放鬆銀行資本金要求也好不到哪裏去。這裏的問題是補充槓桿率,它限制了銀行持有國債的能力,因爲它對所有資產風險一視同仁,不論風險大小。它的設計初衷是作爲一道防線,確保銀行擁有足夠的吸收損失的股本來度過經濟衰退或金融危機。
放鬆補充槓桿率不足以大幅降低長期收益率。銀行對此類國債的興趣將是有限的,因爲它們不想承擔過多的利率風險。
如果政府官員真的想降低利率,他們有更好的選擇——包括放棄那些推向錯誤方向的政策。
首先,控制政府財政支出。“大而美法案”是一場財政災難:它可能在未來十年內使聯邦赤字增加超過3萬億美元,這將導致更多的國債發行和更高的債務償付成本。一些審慎的證據——例如,改革社會保障使其走上更可持續的道路——將能讓投資者放心。
其次,明確貿易政策。特朗普的關稅衝突已經降低了外國投資者對美國國債的需求。美元大幅下跌就是一個例子,儘管更高的關稅應該會導致貨幣走強。
第三,停止威脅美聯儲的獨立性。下一任主席人選不應僅以“偏愛低利率”爲標準。
第四,放棄任何關於“海湖莊園協議”的考慮,該協議將迫使外國政府將其持有的美債兌換成長期、低收益的美債。

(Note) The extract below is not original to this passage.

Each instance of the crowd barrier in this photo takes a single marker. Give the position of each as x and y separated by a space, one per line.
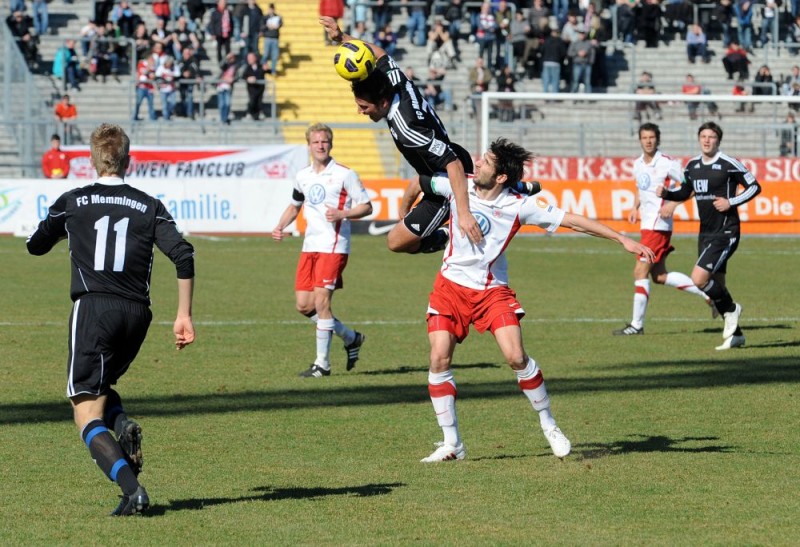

第五,增強美債市場的韌性。例如,讓更多交易通過中央清算,將使其更不容易出現2020年3月美元“錢荒”等功能失調現象。向所有國債持有者(而不僅僅是銀行和一級交易商)開放美聯儲的融資工具,將鼓勵更多類型的投資者持有更多證券。擴大中國財政部的債務回購計劃(旨在增加非流動性證券的流動性)也將有同樣效果。
特朗普政府不太可能採納這些建議中最重要的一部分。但數據是無法否認的:根據國會預算辦公室的預測,按照目前的趨勢,十年後,由赤字驅動的債務償付成本、社會保障和醫療保險各自佔GDP的比重將再增加一個百分點。僅僅試圖通過施壓來降低利率,不會是解決方案中有意義的一部分。